Engram memory engine beats full history with 10% higher accuracy using 8x fewer tokens
New bi-temporal memory system outperforms full-context LLM agents while slashing token usage.
A new paper from Liuyin Wang introduces Engram, an open-source memory engine designed to solve long-term memory loss in LLM agents without resorting to expensive full-history prompts. Engram uses a bi-temporal data model with two processing paths: a fast write path that appends lossless episodes without invoking an LLM, and an asynchronous path that extracts atomic facts (subject, predicate, object) to build a knowledge graph. Crucially, it invalidates outdated facts without deletion, preserving provenance and a supersession chain for every fact.
Engram's hybrid read path fuses dense retrieval, lexical search, graph traversal, and recency/salience signals with a point-in-time filter. On the full 500-question LongMemEval_S benchmark, Engram's lean configuration achieved 83.6% accuracy using only ~9.6k tokens, versus 73.2% for full-context baselines using 79k tokens — a 10.4-point improvement with 8x fewer tokens and zero errors out of 500 queries. The researchers also contribute a reproducible evaluation harness with built-in category-specific judges and full-context baselines, addressing common benchmarking pitfalls like truncation and home-grown judges.

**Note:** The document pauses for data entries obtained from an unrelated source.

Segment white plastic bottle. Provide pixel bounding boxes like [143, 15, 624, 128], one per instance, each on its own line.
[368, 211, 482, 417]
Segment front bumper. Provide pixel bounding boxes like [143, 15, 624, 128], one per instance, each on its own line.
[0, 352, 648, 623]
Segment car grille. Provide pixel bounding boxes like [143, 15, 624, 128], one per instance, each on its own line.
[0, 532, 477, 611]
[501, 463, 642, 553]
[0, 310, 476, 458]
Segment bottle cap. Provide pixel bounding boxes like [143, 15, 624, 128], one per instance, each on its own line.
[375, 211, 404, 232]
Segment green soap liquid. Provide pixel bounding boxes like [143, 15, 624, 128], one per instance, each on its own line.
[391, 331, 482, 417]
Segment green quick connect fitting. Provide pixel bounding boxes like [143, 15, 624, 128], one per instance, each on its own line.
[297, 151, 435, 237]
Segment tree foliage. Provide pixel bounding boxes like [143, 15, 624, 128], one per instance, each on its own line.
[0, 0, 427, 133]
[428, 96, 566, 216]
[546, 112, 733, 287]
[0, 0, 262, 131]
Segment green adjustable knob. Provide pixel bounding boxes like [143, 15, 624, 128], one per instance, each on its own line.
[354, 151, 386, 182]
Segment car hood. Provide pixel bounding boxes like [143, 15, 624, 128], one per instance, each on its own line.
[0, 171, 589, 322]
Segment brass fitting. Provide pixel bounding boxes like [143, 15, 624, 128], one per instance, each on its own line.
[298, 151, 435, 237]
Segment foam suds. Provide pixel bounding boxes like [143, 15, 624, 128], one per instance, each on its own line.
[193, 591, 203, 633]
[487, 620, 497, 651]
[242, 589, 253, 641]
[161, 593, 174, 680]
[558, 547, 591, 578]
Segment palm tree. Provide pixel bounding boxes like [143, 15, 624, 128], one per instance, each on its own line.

- Engram achieves 83.6% accuracy vs. 73.2% for full-context on LongMemEval_S, using 9.6k vs. 79k tokens (8x fewer).
- Bi-temporal knowledge graph stores facts with provenance and supersession chains; updates invalidate without deletion.
- Hybrid read path fuses dense, lexical, graph, recency, and salience signals with a point-in-time filter for lean retrieval.
Why It Matters
Enables scalable, accurate long-term memory for LLM agents without expensive full-history prompts, reducing token costs significantly.